See page 4. This assertion is clearly false as a petition for mandamus submitted to the Eleventh Circuit, Respondents Judge Graham and Highlands County on or about September 29, 2001 [11th Cir. Case No. 01-15754]. The Eleventh Circuit received the mandamus petition on October 1, 2001 or just eleven days after Judge Graham rendered the filing injunction on September 20, 2001. It simply ignored the petition and refused appellate review. See No Right to Mandamus Review. Moreover even though a direct appeal, Case No. 01-13664, was pending at the time Judge Graham rendered this order on September 20, 2001 and the briefs had not been filed yet, the Eleventh Circuit refused to consolidate the two cases. Case No. 05-10623, March 16, 2005 [PDF format] The Eleventh Circuit's March 16, 2005 "unpublished order" [denying mandamus relief] even contradicted their lie of May 20, 2004 by stating:
"Furthermore, Mason appealed
the dismissal of his case as well as the district court's injunction
order September 20, 2001 , which required Mason to seek the court's
permission to file any motions in his case, including Rule 60(b)
motions."
Additionally, and contrary to their March 16, 2005 "unpublished order "March 16, 2005 "unpublished order" ,the May 20, 2004 Order also states:
Moreover, Mason had an adequate
alternative remedy to mandamus relief in that he could have timely
appealed the September 20, 2001 order, but did not do so.
In that appeal, Mason included
arguments relating to the September 20, 2001 order entered after the
notice of appeal was filed.

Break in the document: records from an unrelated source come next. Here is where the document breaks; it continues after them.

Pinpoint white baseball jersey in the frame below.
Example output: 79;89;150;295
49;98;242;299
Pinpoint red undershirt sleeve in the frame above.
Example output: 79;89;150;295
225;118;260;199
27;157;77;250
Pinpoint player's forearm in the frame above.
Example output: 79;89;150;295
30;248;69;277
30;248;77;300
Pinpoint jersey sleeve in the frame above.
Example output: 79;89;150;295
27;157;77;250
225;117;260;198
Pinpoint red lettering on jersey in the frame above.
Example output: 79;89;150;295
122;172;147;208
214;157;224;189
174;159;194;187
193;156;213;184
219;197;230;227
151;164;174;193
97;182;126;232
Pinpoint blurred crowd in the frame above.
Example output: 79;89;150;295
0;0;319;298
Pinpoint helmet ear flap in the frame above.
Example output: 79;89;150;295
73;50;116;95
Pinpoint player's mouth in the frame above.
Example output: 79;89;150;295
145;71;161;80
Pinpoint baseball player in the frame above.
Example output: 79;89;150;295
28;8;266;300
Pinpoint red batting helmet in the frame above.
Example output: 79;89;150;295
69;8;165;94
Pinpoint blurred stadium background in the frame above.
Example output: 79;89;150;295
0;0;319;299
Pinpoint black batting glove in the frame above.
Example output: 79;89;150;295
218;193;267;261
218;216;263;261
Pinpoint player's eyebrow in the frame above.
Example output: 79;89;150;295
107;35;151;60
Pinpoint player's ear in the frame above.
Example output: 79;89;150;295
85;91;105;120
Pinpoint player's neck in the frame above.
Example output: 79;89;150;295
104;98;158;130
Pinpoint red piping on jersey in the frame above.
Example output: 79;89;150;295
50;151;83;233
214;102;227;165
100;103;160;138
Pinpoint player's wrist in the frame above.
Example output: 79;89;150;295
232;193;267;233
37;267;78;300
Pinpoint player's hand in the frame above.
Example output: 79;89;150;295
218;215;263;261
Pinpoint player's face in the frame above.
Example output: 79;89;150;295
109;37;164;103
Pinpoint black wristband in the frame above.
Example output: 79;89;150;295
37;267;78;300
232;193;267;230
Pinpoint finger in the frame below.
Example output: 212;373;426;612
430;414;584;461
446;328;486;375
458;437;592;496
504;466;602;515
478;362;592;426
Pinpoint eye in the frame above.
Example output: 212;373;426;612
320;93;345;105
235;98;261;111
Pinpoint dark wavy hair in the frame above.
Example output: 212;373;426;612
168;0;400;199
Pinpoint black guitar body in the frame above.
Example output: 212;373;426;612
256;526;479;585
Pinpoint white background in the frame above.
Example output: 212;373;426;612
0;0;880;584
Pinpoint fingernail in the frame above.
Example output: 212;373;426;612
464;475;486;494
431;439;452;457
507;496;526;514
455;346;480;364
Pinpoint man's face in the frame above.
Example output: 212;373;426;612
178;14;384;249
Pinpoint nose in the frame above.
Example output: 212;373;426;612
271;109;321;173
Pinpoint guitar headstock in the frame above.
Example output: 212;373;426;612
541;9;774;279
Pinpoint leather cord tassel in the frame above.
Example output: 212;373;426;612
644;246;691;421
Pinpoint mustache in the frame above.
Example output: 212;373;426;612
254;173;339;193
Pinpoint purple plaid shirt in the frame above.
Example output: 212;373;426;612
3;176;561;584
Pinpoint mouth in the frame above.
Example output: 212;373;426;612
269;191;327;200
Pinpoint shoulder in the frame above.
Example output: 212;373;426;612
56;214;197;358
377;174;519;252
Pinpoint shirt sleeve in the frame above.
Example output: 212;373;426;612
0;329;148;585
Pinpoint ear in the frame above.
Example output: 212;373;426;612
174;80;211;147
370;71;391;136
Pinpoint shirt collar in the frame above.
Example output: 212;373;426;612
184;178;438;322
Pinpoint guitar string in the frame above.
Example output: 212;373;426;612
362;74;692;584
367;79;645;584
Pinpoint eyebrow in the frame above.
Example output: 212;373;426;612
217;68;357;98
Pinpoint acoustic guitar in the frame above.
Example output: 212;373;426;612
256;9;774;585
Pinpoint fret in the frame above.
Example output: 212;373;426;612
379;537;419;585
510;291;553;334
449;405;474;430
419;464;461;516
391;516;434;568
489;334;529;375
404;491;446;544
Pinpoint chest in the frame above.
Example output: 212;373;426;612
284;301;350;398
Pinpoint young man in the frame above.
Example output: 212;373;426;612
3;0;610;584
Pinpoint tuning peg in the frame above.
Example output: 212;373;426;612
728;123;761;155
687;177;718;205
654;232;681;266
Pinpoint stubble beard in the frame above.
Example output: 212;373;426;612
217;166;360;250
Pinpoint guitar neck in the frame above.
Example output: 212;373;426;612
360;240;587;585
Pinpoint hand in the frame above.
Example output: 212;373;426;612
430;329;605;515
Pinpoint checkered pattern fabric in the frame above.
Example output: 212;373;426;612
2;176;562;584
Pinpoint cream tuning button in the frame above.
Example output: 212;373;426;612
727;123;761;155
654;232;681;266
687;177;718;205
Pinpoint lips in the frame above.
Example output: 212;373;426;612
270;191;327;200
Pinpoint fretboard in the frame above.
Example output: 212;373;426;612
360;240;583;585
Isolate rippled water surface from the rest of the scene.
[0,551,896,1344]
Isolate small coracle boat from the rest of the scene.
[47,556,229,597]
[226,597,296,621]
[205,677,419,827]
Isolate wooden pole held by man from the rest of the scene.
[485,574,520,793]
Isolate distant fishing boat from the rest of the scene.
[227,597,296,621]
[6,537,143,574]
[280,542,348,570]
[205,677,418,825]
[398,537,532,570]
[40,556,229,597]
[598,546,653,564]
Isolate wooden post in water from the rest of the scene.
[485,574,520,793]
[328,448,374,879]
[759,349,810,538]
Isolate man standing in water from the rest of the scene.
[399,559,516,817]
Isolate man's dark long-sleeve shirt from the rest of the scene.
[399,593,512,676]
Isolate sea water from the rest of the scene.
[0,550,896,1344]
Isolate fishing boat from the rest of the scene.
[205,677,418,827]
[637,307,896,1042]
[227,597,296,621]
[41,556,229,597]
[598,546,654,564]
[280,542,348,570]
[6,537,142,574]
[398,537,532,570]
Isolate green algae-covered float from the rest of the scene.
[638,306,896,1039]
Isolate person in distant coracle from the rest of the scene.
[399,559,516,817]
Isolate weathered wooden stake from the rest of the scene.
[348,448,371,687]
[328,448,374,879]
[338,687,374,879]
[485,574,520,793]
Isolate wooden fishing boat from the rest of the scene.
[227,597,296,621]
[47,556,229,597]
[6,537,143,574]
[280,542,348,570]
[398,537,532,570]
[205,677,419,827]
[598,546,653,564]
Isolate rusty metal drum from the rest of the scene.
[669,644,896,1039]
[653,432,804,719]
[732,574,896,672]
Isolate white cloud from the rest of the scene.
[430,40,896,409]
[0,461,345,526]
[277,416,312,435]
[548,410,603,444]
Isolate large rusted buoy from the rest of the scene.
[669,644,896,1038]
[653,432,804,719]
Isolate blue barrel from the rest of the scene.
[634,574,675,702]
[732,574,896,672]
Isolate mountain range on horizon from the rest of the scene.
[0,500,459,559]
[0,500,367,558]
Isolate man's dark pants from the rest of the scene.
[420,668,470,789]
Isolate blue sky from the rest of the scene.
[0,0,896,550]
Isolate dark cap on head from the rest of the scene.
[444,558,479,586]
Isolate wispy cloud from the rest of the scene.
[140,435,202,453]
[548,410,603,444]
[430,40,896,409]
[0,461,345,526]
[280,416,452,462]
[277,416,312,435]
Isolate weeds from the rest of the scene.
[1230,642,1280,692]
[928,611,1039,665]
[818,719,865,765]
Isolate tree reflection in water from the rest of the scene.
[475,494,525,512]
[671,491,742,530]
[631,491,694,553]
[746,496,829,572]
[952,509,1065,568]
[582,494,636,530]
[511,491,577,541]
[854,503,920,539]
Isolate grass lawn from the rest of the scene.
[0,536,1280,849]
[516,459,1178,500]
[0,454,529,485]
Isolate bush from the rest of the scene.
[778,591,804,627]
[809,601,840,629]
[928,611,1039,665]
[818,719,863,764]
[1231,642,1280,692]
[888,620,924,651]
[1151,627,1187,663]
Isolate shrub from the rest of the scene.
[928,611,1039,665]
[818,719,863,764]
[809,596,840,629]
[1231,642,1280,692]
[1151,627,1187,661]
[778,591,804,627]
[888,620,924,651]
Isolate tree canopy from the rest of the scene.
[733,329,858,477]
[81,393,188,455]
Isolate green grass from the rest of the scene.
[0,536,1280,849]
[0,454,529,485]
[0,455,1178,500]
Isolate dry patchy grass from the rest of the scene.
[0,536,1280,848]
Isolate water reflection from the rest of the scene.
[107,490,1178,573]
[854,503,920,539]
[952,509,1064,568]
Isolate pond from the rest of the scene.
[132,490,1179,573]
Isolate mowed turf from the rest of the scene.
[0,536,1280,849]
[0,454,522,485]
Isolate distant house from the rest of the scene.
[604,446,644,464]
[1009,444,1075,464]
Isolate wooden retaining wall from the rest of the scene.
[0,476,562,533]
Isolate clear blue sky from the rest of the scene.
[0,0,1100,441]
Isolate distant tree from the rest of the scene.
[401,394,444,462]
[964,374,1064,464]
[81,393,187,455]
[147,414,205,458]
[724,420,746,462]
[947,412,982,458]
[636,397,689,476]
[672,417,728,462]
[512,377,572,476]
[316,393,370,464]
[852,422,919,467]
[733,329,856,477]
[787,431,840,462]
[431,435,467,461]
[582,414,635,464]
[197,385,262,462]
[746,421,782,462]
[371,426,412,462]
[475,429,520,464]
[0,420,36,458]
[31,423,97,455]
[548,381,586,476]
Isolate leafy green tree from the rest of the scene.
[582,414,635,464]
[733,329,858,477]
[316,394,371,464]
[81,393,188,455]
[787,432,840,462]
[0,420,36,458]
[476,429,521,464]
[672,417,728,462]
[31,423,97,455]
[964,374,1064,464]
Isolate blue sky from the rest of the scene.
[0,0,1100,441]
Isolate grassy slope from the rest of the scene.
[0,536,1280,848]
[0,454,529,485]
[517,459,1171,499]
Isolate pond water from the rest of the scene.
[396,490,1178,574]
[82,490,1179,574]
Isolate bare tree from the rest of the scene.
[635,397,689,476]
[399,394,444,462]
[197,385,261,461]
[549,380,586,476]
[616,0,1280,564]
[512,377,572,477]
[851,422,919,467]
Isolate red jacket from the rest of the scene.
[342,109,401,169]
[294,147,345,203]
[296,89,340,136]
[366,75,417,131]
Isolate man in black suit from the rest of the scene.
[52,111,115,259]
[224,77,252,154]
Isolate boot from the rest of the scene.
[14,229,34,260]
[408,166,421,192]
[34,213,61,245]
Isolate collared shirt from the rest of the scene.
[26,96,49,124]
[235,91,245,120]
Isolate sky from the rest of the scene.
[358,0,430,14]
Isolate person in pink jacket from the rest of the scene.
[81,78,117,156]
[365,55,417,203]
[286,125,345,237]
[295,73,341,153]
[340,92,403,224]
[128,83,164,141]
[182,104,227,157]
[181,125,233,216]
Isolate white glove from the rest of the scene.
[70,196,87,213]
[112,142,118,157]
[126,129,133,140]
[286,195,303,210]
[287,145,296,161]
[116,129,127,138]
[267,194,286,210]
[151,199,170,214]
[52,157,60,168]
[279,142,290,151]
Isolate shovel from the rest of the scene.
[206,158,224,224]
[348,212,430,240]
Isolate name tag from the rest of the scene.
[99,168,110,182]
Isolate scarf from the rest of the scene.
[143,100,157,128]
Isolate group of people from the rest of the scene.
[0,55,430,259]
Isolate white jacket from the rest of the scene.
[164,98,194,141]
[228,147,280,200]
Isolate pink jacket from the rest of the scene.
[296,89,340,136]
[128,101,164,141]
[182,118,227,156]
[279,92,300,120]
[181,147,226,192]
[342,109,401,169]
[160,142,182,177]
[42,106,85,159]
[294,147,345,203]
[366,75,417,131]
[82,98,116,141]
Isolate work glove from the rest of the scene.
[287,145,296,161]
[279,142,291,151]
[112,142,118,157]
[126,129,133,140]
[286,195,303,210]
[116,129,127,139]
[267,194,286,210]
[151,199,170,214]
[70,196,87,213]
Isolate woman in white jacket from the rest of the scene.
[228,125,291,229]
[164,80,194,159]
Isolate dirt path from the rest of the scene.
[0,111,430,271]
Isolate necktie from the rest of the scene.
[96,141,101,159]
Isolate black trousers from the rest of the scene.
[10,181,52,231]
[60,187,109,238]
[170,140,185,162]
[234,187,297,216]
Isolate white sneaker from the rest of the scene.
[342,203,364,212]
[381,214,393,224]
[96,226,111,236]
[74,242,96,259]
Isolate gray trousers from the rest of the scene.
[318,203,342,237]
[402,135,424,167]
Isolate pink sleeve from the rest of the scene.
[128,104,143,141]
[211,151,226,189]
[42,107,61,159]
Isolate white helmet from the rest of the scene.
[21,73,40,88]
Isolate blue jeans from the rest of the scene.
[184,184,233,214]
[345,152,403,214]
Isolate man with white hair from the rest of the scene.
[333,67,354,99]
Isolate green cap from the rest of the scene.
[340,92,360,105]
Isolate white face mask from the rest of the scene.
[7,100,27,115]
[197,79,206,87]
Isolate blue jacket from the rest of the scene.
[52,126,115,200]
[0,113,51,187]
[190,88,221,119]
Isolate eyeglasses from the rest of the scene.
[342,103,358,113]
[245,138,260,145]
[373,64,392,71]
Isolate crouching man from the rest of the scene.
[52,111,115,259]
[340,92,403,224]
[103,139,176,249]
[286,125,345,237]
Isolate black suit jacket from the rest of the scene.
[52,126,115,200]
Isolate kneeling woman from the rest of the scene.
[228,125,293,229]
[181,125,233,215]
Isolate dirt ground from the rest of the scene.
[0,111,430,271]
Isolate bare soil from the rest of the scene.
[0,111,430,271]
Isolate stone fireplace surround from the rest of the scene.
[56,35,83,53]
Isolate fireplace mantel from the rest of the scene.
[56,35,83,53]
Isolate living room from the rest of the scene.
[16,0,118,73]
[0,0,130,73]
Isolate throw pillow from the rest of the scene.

This Court granted, in part, the appellees'
motion to strike Mason's brief, holding that the portions of the brief
that related to the September 20, 2001 order were beyond the scope of
appeal.
It is quite clear that the Eleventh Circuit has no intention of allowing Mason to have appellate review of the illegal and void filing injunction. The Eleventh Circuit is even willing to lie about the matter.